The Many Secrets of Eggs

Lately I've been reading Book of Secrets, which I'll tell you more about when I finish. One mini-article that I found to be helpful was The Many Secrets of Eggs. Here they are:
  • Fresh eggs will have a rough chalky texture to the outside of the shell; the older the eggs, the smoother the shell
  • To see how fresh an egg is put it in a glass of water. If it lays down horizontally it is 1-2 days old. 45 degree angle=7-10 days old. If it stands up vertically it is much older than that.
  • If you shake an egg and you feel movement inside it is old. As the moisture content of the egg diminishes over time the air pocket inside grows bigger.
  • Slightly older eggs are better for hard boiling. Shells of very fresh eggs are harder to remove and fresh eggs also take longer to boil.
  • When cracked into a pan a fresh egg's yolk will be almost spherical, the older the egg, the flatter it will be.
  • Fresh eggs are best for separating yolks from whites, because the membrane surrounding the yolk disintegrates with age.
  • Never beat egg white in an aluminium bowl, it will turn them gray.

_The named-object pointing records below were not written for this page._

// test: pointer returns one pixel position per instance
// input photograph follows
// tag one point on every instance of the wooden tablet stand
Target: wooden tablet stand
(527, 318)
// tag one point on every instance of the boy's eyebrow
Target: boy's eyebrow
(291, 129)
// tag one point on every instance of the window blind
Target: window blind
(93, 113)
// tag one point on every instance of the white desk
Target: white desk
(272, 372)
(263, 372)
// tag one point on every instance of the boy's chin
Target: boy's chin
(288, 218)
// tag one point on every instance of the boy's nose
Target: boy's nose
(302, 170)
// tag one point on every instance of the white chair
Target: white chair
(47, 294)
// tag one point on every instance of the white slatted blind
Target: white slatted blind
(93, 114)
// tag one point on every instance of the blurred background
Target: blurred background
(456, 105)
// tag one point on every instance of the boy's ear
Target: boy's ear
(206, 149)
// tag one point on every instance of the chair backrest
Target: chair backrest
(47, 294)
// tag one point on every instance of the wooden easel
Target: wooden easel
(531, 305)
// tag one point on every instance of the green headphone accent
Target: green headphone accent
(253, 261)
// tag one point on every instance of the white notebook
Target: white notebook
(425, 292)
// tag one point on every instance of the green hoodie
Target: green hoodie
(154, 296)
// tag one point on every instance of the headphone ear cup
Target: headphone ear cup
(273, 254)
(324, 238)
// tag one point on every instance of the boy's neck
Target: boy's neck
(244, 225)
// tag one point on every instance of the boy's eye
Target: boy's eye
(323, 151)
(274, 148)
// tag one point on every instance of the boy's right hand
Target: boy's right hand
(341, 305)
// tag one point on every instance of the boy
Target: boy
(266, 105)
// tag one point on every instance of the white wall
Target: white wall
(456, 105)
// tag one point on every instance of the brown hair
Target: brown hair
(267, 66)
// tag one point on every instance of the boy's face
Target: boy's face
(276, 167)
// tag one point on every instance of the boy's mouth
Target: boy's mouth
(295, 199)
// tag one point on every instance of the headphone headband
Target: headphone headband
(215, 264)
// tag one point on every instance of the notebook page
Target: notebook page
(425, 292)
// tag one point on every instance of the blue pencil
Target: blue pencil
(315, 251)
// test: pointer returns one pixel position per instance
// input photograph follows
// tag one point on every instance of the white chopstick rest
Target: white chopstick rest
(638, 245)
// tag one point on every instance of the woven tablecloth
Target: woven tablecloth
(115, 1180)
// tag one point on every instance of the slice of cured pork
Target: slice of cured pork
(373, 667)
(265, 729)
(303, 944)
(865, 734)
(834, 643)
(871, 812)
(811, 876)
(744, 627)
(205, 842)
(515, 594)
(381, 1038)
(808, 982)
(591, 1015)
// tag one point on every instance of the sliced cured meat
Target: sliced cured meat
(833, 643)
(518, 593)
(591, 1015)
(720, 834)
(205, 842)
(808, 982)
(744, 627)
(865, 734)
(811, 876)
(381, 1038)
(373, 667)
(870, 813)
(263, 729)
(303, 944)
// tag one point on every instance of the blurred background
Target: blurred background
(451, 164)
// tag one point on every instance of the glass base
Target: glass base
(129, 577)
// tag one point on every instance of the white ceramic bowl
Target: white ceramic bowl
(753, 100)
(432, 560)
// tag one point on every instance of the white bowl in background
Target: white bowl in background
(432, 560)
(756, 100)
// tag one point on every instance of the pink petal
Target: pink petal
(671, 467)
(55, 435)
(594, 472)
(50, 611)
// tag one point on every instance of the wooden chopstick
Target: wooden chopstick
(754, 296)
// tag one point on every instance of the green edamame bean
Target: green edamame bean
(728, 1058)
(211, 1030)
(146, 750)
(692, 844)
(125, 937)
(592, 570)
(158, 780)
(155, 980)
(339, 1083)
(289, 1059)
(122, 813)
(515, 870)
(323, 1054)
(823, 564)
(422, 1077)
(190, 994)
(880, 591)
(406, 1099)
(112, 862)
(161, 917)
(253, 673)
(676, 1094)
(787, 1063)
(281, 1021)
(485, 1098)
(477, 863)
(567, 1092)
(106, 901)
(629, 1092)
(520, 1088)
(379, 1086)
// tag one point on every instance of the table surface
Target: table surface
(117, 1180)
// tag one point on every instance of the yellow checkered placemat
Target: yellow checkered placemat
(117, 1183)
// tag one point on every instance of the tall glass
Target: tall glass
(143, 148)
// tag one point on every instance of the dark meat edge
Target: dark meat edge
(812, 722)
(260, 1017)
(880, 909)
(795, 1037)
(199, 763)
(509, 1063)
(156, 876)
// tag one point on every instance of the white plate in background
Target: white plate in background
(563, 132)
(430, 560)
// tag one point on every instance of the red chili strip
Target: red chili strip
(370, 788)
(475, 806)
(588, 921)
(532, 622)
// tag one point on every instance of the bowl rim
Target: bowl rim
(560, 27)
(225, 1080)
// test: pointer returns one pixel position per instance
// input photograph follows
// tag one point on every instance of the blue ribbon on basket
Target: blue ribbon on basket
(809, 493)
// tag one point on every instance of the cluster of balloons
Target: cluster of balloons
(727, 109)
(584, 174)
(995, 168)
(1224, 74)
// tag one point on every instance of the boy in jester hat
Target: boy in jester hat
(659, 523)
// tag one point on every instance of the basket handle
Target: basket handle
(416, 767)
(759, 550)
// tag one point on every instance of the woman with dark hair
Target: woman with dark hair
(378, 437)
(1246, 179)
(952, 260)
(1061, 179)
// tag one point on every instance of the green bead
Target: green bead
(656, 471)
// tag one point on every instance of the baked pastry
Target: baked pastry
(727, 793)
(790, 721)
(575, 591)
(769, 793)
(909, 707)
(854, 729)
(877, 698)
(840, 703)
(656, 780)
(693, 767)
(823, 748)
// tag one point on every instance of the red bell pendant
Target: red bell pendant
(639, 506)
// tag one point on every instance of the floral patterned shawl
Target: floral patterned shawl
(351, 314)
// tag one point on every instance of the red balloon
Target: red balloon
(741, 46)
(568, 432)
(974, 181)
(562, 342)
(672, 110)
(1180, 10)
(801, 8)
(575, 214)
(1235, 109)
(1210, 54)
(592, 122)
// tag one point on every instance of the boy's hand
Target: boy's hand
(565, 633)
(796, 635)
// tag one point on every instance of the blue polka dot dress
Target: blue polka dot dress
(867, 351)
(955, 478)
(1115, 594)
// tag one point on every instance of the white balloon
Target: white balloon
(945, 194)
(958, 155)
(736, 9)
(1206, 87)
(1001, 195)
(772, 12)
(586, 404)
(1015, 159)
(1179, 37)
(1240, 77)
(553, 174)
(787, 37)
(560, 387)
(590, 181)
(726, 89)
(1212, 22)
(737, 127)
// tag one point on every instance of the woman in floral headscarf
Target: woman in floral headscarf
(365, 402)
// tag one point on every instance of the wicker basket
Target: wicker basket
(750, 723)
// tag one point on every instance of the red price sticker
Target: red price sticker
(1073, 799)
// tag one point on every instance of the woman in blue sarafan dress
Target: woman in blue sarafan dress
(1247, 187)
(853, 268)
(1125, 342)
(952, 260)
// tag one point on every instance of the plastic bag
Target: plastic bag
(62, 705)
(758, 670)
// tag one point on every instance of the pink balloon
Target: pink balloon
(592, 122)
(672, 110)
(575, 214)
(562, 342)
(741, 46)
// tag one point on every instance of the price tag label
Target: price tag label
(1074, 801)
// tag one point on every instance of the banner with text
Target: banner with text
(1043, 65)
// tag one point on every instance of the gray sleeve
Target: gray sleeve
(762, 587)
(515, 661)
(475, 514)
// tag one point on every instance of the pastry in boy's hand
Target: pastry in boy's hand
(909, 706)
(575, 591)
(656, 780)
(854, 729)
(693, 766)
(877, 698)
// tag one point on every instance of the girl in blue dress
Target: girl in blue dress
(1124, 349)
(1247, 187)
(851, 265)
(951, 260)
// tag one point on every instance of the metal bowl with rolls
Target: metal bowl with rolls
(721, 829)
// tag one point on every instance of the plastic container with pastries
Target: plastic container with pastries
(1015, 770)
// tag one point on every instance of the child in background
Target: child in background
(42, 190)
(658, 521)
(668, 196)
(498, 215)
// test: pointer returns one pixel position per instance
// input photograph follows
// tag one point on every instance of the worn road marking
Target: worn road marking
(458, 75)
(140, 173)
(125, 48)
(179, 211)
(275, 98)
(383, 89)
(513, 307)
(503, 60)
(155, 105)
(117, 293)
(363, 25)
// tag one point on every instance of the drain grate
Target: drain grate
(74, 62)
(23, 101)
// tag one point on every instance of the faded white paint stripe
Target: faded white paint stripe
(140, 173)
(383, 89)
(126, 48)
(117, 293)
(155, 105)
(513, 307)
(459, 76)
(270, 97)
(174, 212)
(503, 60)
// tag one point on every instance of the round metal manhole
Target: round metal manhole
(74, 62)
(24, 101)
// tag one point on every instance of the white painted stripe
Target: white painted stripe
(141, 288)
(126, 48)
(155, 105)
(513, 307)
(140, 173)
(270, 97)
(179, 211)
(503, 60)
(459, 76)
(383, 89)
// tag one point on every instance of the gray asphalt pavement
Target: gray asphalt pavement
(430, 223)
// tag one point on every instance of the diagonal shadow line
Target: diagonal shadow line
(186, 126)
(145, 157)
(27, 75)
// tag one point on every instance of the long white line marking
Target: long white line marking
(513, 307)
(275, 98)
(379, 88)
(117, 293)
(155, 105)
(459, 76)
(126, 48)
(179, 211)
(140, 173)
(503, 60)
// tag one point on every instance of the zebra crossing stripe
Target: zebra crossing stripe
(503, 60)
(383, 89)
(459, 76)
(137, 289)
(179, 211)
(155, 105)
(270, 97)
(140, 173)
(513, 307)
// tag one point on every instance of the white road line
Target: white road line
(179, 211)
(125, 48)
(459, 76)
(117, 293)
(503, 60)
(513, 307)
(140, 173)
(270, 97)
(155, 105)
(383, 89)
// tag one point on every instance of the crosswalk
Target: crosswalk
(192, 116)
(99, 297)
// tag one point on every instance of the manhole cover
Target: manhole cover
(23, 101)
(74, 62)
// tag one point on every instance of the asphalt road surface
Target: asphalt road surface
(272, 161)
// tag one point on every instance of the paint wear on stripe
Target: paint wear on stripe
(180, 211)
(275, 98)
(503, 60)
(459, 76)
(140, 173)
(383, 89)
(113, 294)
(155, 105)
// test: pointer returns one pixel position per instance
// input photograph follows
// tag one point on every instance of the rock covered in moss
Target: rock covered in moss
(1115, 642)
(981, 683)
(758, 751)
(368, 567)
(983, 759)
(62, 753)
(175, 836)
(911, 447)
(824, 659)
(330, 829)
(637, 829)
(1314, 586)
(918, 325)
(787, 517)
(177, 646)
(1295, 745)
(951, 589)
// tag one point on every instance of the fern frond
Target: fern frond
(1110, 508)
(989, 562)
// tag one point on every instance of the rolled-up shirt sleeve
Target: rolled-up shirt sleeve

  • If you have leftover egg whites it is fine to freeze them.
  • Eggshells are very porous. Storing them near anything with a very strong aroma can taint their taste. But the paper mache cartons will absorb most odours.
  • Once you have taken hardboiled eggs off the stove, place them under a running tap until the water is cold. This stops the eggs from cooking in theoir own heat and prevents the yolk from getting that greenish grey coating.
  • If you cook eggs fresh straight from the fridge they will be much tougher than if you let them get to room temperature first.
  • When boiled, eggs straight from the fridge are less likely to crack. Use a small pan allowing for less room for them to bump around.
  • Adding a spoonful of vinegar to the water you boil the eggs in protects the shells and prevents them from cracking.
  • If you have a hot liquid that you are thickening with eggs, make sure that you let it cool before adding them, otherwise they will cook before they can be whisked in.
  • A pinch of cream of tartar added to eggs before whisking will make them much fluffier.
  • Cooking eggs at a high heat makes for tough eggs.
  • For perfect scrambled eggs always slightly under-cook them. They will continue to cook in their own heat as you serve them.